Most mornings, 

the sun rises in grayscale, 

weighted between two gravities. 

I fasten the mask again— 

it’s thin, too thin— 

hoping it veils 

what flickers beneath. 

 

I’m tired of being praised for holding it together— 

as though silence is sainthood, 

as though endurance is free. 

 

I wonder, 

if the colors I see 

are the same as yours. 

Is my red the burn of a star too near, 

my blue a trench that swallows light? 

Are both tethered by forces I can’t unlearn, 

by concepts I have no words for? 

 

You see a calm ocean; 

I see depths that devour the day. 

You feel warmth; 

I feel fevered stars 

pulling me close 

until my marrow softens. 

 

I live in an orbit 

that never finds its stillness— 

like the mask, 

tasting of salt, 

sweat dripping down my jaw. 

 

Some days I wonder: 

does the mask remember my face? 

Does my skin only know 

its weight without it?  

 

Between that which demands I shine 

and the gravity that pulls me inward, 

I keep searching 

for a corridor where silence softens, 

where wings might hold— 

or at least fracture gently 

without burning, without breaking. 

 

I smile; 

gravity has chosen its pull, 

though each curve is a dialect 

I’ll never master. 

You can’t hear the fracture, 

the pull between quiet and shape. 

With colors I no longer trust, 

I brace for darkness 

behind a brittle smile. 

 

The hues are gone. 

Still, the sun will rise in grayscale. 

I cinch the mask tighter— 

it’s easier 

to let gravity speak 

than ask it to teach you 

its language of shadows.

 

POEM GUIDE AND REFLECTION 

BETWEEN TWO GRAVITIES 

Theme: The hidden effort of appearing “okay” while  

carrying grief. 

This poem gives voice to the quiet labor of functioning while  

grieving. The speaker wears a “mask,” feeling pressure to  

appear calm and resilient even while experiencing a very  

different inner reality. Others may see stability while the  

inner experience feels strained and disorienting. 

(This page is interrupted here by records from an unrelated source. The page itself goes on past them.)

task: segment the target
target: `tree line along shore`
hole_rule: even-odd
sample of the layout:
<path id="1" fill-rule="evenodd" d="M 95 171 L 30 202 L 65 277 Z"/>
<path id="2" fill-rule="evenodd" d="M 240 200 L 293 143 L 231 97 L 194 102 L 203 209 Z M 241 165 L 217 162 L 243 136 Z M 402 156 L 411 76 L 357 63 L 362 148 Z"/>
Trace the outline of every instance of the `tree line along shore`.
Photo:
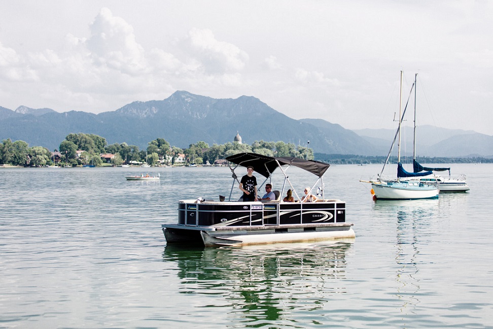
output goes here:
<path id="1" fill-rule="evenodd" d="M 212 146 L 203 141 L 190 144 L 188 148 L 171 146 L 164 139 L 157 138 L 148 143 L 145 150 L 126 143 L 108 145 L 106 139 L 93 134 L 69 134 L 53 152 L 42 146 L 30 147 L 23 141 L 4 140 L 0 144 L 0 166 L 45 167 L 59 166 L 94 167 L 139 164 L 151 166 L 184 166 L 190 164 L 214 164 L 226 157 L 238 153 L 250 152 L 270 156 L 295 156 L 315 159 L 332 164 L 369 164 L 383 163 L 386 156 L 354 154 L 327 154 L 313 153 L 308 147 L 282 141 L 256 141 L 251 145 L 238 142 Z M 418 157 L 420 163 L 492 163 L 493 158 L 480 156 L 469 157 Z M 412 159 L 404 157 L 404 163 Z M 397 161 L 391 157 L 390 161 Z"/>
<path id="2" fill-rule="evenodd" d="M 212 146 L 203 141 L 182 149 L 169 145 L 164 139 L 148 143 L 139 150 L 126 143 L 108 145 L 106 139 L 90 134 L 69 134 L 58 149 L 51 151 L 42 146 L 30 147 L 23 141 L 10 139 L 0 144 L 0 165 L 17 167 L 68 167 L 84 165 L 101 167 L 148 163 L 151 166 L 213 164 L 217 160 L 238 153 L 251 152 L 271 156 L 296 156 L 313 159 L 313 150 L 282 141 L 256 141 L 248 145 L 238 142 Z"/>

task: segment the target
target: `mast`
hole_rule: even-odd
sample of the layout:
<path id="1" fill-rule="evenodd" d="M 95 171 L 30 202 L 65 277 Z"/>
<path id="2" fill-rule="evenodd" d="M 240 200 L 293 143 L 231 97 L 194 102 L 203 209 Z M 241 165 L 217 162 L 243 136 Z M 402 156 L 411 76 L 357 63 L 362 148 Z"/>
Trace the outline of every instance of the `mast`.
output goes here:
<path id="1" fill-rule="evenodd" d="M 417 73 L 414 74 L 414 129 L 413 131 L 412 159 L 416 159 L 416 78 Z"/>
<path id="2" fill-rule="evenodd" d="M 402 109 L 402 74 L 401 71 L 401 92 L 399 97 L 399 141 L 397 142 L 397 163 L 401 162 L 401 124 L 402 117 L 401 114 Z"/>

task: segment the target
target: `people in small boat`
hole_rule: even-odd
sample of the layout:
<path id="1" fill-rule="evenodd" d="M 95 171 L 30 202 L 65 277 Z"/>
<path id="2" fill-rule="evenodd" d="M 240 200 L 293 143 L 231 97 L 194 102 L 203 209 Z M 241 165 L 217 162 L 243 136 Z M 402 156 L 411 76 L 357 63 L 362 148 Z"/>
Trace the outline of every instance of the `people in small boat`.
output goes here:
<path id="1" fill-rule="evenodd" d="M 275 194 L 272 192 L 272 185 L 271 184 L 265 184 L 265 194 L 262 198 L 259 198 L 259 201 L 270 201 L 275 200 Z"/>
<path id="2" fill-rule="evenodd" d="M 255 201 L 258 199 L 257 192 L 257 178 L 253 175 L 254 168 L 246 167 L 246 175 L 241 177 L 239 188 L 243 192 L 242 199 L 245 202 Z"/>
<path id="3" fill-rule="evenodd" d="M 318 200 L 316 195 L 310 194 L 309 187 L 305 187 L 305 195 L 301 198 L 301 202 L 316 202 Z"/>
<path id="4" fill-rule="evenodd" d="M 293 197 L 293 191 L 291 189 L 288 190 L 286 196 L 283 199 L 283 201 L 285 202 L 294 202 L 294 198 Z"/>

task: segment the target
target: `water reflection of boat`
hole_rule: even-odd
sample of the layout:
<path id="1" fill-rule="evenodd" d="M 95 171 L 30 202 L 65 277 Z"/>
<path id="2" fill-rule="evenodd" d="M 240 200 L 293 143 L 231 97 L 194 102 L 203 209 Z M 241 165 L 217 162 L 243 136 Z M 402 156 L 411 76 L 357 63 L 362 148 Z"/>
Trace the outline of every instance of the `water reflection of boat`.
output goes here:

The poem invites reflection on how grief can pull a person  

in different directions—between outward expectations and  

inward emotional weight. 

Explore: 

  • What gravities are pulling on you right now? 
  • What does the “mask” look like in your own life?

Dan Stern

Daniel Stern is a retired engineer-turned-astronomer, astrophotographer, and poet whose work explores grief, silence, memory, and renewal. His writing lives at the intersection of science and emotion, where careful observation becomes reflection and language reaches toward what cannot be measured. With a lifelong foundation in analytical thinking, Stern brings a quiet precision to his poetry—grounding it in lived experience while allowing space for ambiguity, wonder, and the unspoken. A defining turning point in his life—and in his writing—was the sudden loss of his son at age 40 from an undiagnosed heart condition. This profound grief reshaped not only his personal world but also his creative voice. What began as a private attempt to make sense of loss gradually evolved into a disciplined poetic practice. His work does not seek to resolve grief, but to inhabit it honestly, tracing how love persists, shifts, and continues in the presence of absence. Through this lens, his poetry resonates with those navigating loss, offering recognition rather than instruction. Stern is the author of The Roar of Silence, a collection of 15 poems born from personal loss and the search for meaning in its wake. He also authored Aphelion, a unique volume that pairs his poetry with deep-sky astrophotography, reflecting his dual passions for language and the cosmos. In both works, the vastness of space becomes a quiet counterpart to the inner landscapes he explores. As an astronomer, Stern’s astrophotography has been recognized numerous times by NASA’s Astronomy Picture of the Day (APOD). He has discovered planetary nebulae and, in collaboration with others, contributed to research published in peer-reviewed astrophysics journals. His scientific work informs his poetic sensibility, particularly in its attention to scale, light, and the unseen forces that shape both the universe and human experience. Daniel Stern lives in Delray Beach, Florida, with his wife, Randie, where he continues to write, observe, and explore the enduring dialogue between the measurable and the immeasurable.